In terms of decoration, a couple of things are happening here. Someone used a very fine twisted string roulette – one of the finest I’ve ever come across – to make the pattern of sinuous lines which you can see at top and bottom. Then they smoothed a band about 2 cm wide across that roulettes surface and ran some kind of ‘comb’ across it – something with quite wide teeth and few gaps in between, so maybe a collection of flat-sectioned grasses, say. They also made a deeper groove at the top of this band (I say top, but of course orientation is guesswork – it could just as well be the bottom) – probably with a stick.
The inside surface is fairly well smoothed but has been left rather unfinished. The thickness of the sherd varies. All in all not a manically precise job there. However, the firing was very evenly done – the dark core at the centre, which is the part which has not completely oxidised – is even in thickness and spread (as far as I can tell – difficult without a fresh break). Also, the clay was quite finely sorted, featuring small mineral inclusions of pretty consistent size. So either the local clay was already nice and clean or, mroe likely, the potter spent some time soaking it and picking out large inclusions, roots etc.

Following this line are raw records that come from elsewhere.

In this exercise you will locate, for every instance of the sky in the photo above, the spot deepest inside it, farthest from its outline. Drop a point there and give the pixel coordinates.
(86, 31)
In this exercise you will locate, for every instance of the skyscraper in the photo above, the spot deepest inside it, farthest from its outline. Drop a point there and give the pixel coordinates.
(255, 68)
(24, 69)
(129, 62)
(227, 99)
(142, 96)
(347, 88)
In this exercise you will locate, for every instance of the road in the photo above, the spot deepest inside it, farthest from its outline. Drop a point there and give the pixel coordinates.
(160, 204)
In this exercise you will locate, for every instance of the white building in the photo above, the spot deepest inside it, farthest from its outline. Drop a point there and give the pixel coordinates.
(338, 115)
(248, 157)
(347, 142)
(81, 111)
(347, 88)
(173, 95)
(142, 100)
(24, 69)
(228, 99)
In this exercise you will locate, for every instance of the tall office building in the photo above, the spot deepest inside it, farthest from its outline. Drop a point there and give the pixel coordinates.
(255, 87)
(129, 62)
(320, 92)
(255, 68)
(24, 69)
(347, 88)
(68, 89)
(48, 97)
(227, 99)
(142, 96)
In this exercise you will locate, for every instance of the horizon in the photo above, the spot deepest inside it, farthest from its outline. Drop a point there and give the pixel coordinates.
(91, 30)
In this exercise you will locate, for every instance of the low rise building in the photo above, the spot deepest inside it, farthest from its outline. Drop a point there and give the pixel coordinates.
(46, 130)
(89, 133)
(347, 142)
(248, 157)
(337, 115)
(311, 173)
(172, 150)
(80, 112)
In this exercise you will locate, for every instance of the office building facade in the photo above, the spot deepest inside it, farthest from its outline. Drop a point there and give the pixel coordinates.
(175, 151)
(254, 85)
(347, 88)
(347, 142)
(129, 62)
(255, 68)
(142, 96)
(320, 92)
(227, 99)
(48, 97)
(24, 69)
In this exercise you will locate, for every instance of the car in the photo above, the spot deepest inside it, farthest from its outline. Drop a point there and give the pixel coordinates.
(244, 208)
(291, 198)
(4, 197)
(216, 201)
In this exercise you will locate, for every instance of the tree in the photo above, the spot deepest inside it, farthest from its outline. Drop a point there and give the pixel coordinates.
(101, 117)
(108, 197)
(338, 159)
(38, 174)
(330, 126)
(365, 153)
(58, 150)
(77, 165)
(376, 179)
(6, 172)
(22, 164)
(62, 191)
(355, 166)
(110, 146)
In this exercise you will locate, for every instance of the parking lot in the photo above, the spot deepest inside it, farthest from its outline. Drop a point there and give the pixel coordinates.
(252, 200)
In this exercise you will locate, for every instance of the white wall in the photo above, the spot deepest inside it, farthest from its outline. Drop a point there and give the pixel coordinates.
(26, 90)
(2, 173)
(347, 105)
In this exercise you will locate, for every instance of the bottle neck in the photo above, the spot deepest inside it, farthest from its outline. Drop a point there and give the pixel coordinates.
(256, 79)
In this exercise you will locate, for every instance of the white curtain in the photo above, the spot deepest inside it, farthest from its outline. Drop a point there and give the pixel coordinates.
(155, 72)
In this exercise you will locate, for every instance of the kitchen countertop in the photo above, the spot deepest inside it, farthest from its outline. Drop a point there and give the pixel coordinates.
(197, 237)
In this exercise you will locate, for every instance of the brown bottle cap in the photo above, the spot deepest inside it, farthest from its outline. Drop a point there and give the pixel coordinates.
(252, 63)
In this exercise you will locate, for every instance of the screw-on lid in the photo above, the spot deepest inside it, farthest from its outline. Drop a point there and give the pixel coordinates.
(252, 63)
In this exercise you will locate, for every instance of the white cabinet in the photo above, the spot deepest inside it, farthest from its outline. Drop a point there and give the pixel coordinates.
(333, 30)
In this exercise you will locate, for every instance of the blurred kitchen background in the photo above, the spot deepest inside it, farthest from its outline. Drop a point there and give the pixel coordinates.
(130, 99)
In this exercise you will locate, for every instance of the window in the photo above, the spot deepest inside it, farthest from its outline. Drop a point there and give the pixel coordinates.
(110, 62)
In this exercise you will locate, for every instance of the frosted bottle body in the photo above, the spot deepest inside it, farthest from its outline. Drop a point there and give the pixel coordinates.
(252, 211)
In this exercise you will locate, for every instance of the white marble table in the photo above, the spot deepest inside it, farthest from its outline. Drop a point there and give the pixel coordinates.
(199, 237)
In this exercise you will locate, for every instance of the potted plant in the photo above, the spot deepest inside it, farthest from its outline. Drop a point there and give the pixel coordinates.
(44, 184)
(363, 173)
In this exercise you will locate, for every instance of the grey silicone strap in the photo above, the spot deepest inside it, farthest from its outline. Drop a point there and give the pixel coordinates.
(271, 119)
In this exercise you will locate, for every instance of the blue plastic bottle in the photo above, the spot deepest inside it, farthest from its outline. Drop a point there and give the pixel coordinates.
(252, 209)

This sherd was excavated at around 100cm depth in Test pit 1 at site BLaf. Once the rest of the assemblage has been studied, and once the radiocarbon dates are back, we will have a first clue regarding the a possible age of this level and thus indirectly of this sherd. This is always a process of estimates, though, with margins of error at each stage. More on this anon.

meticulous!
The process is still going on in many places in Nigeria! Abubakar Sule will bear me out. I am interested about the cultural continuity running through the who savanna region.